Diabetes interferes with the body's ability to store energy from food. The pancreas makes a substance called insulin, which helps store energy from food. Type 1 diabetes (juvenile diabetes) occurs when the pancreas stops making insulin. In type 2 diabetes (adult-onset diabetes), the body makes enough insulin but cannot use it normally. In both cases, the result is high blood sugar levels. Over time, high blood sugar levels can lead to blindness, kidney failure, nerve damage, and heart disease. Fortunately, good care with diet; exercise; and medications to control blood sugar, blood pressure, and cholesterol levels helps to prevent these complications. Type 1 diabetes is usually diagnosed promptly. However, many people with type 2 diabetes have the disorder for years before symptoms begin. Testing people who have no symptoms to try to detect disease early is called screening.

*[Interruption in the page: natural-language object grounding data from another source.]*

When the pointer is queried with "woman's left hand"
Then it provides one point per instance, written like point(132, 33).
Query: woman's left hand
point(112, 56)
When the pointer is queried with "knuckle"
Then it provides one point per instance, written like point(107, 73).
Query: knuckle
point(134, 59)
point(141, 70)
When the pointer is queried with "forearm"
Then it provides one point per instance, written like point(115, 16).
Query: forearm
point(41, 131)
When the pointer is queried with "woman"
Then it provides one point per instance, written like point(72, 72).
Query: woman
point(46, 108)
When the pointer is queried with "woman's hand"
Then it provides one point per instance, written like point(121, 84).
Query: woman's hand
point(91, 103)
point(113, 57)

In 2003, the U.S. Preventive Services Task Force recommended that adults who have high blood pressure or cholesterol levels should be screened for type 2 diabetes. The economic implications of these recommendations are unknown.

Why did the researchers do this particular study?

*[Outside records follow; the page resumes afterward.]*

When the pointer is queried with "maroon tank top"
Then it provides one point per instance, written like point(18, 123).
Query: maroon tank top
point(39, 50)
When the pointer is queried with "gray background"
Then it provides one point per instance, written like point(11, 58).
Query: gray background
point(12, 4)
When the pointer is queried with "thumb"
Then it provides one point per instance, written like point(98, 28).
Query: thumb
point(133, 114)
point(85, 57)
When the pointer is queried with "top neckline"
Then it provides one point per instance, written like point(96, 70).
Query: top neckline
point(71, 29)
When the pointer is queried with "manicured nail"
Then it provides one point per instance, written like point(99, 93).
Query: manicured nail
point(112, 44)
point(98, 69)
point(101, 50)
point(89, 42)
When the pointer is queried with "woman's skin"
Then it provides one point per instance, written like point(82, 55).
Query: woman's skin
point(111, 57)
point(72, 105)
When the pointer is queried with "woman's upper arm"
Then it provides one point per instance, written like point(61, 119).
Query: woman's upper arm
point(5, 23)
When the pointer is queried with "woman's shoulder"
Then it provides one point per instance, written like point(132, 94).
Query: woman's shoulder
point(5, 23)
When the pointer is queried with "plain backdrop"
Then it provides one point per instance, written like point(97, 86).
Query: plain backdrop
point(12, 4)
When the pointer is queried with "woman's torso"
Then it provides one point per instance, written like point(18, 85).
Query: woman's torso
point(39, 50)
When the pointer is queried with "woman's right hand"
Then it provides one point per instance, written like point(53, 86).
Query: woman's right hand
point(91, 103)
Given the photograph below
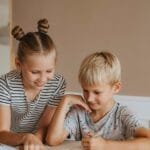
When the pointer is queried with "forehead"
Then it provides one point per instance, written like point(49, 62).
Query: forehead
point(36, 60)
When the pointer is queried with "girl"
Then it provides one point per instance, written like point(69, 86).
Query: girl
point(29, 95)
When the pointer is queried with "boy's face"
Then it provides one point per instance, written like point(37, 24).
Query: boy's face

To estimate whether the cost of type 2 diabetes screening is worth the potential benefits.

Who was studied?

Rather than studying actual patients, the researchers used computers to simulate what would happen to a “virtual” group of adult primary care patients.

How was the study done?

The researchers used published information to estimate what might happen (and how much it would cost) if doctors screened all adults for type 2 diabetes. They also estimated what might happen (and how much it would cost) if doctors screened only patients with high blood pressure. They put these estimates into the computer model and calculated how much each strategy would cost per year of life that it saved.

What did the researchers find?

The researchers found that screening people with high blood pressure for type 2 diabetes was much more cost-effective than screening all adult patients. Costs for screening people with high blood pressure who were 55 to 75 years old were well within the range that American society is typically willing to pay for health care treatments. For example, screening a 55-year-old person with high blood pressure costs about $34,375 per year of life saved. Screening all adults, regardless of whether they have high blood pressure or not, costs more than $300,000 more per year of life saved—much more than Americans are typically willing to pay.

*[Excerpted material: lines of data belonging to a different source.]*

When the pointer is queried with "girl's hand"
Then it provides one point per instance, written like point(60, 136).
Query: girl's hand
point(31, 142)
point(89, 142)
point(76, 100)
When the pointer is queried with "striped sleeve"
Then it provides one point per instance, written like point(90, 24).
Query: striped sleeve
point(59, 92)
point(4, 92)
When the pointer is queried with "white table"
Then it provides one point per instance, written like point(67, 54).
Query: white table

What were the limitations of the study?

The study was a computer simulation, so we cannot be sure what the results would be with actual patients. In addition, the recommendations consider cholesterol levels, but this cost model did not.

What are the implications of the study?

The cost-effectiveness of screening persons 55 to 75 years of age with high blood pressure seems to be well within the range that American society is typically willing to pay for health care treatments.